In PD, DBS related syncope is extremely rare. One study including all neuropsychiatric patients with DBS reported that syncope was 9,3% of DBS presentations to the emergency department (ED) [2]. However, it is not easy to prove the relationship between DBS and syncope in the ED. Kenney et al. reported that of 319 DBS cases, including 182 PD patients, eight (2.5%) developed vasovagal response and four (1.2%) developed syncope [3]. Our case may the first report as a detailed presentation of DBS-related syncope case in the literature. To our knowledge, there is a few DBS-related syncope or orthostatic hypotension case reported for PD in the literature. Williams et al. reported a PD case with worsened orthostatic hypotension due to STN DBS [4]. In a study of 14 PD patients with STN-DBS, three patients showed orthostatic hypotension during stim-on, two in stim-off, and three during both conditions [5]. This study suggested that STN DBS has some selective positive effects on autonomic functions without any effect on the cardiovascular autonomic nervous system (ANS).

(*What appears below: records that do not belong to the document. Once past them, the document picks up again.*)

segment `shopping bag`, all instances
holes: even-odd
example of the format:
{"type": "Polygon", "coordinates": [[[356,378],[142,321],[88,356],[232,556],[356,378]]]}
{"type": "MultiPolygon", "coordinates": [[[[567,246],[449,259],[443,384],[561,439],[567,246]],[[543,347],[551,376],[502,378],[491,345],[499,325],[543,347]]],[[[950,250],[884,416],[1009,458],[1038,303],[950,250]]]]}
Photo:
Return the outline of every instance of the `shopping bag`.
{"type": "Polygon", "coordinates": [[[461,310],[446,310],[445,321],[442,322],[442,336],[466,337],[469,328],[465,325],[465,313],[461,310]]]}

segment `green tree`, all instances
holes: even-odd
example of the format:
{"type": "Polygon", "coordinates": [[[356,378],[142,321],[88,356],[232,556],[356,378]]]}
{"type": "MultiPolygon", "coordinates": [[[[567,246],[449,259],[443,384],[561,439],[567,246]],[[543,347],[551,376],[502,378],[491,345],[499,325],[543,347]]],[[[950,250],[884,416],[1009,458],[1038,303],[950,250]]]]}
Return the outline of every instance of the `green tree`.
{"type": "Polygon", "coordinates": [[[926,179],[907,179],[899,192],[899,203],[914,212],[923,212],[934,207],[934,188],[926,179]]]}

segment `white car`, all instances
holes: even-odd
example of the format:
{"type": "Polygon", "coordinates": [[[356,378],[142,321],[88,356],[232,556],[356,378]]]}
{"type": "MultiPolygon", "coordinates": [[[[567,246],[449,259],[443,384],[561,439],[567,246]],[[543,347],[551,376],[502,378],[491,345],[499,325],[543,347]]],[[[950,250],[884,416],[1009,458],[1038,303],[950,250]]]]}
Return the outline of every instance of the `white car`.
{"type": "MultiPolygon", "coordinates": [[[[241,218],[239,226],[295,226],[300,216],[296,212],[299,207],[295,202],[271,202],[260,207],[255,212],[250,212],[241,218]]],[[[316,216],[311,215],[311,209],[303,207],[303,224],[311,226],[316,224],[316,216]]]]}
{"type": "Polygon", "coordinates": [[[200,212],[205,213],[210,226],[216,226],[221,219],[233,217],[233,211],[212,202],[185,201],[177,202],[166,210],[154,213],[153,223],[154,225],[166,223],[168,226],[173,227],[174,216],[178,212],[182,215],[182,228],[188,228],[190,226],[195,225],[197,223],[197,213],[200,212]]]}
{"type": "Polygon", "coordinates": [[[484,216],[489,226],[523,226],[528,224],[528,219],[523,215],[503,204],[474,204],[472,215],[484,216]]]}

It is known that there are connections with the limbic system of the STN. It has been reported that as the basal ganglia are connected to areas involved in regulation of the ANS, STN DBS may affect ANS functions [5]. Also the STN is adjacent to the lateral side of the hypothalamus. The STN has functionally four sections. Benedetti et al. suggested that the dorsal STN is involved in autonomic control [6]. That is, its mediodorsal part has been linked with the limbic system. For this reason, it may lead to the autonomic symptoms to stimulate the medial-rostral part of the STN, adjacent to the hypothalamus. In contrast, Greenhouse et al. suggested that there has been a possible role of the ventral sector of the STN in limbic function [7].

4. Conclusion

Our case shows that STN DBS may lead to directly autonomic symptoms resulting in syncope during stim-on. This status may be due to stimulation of the connecting part with the limbic system of the STN or/and to spread of stimulation to the hypothalamus.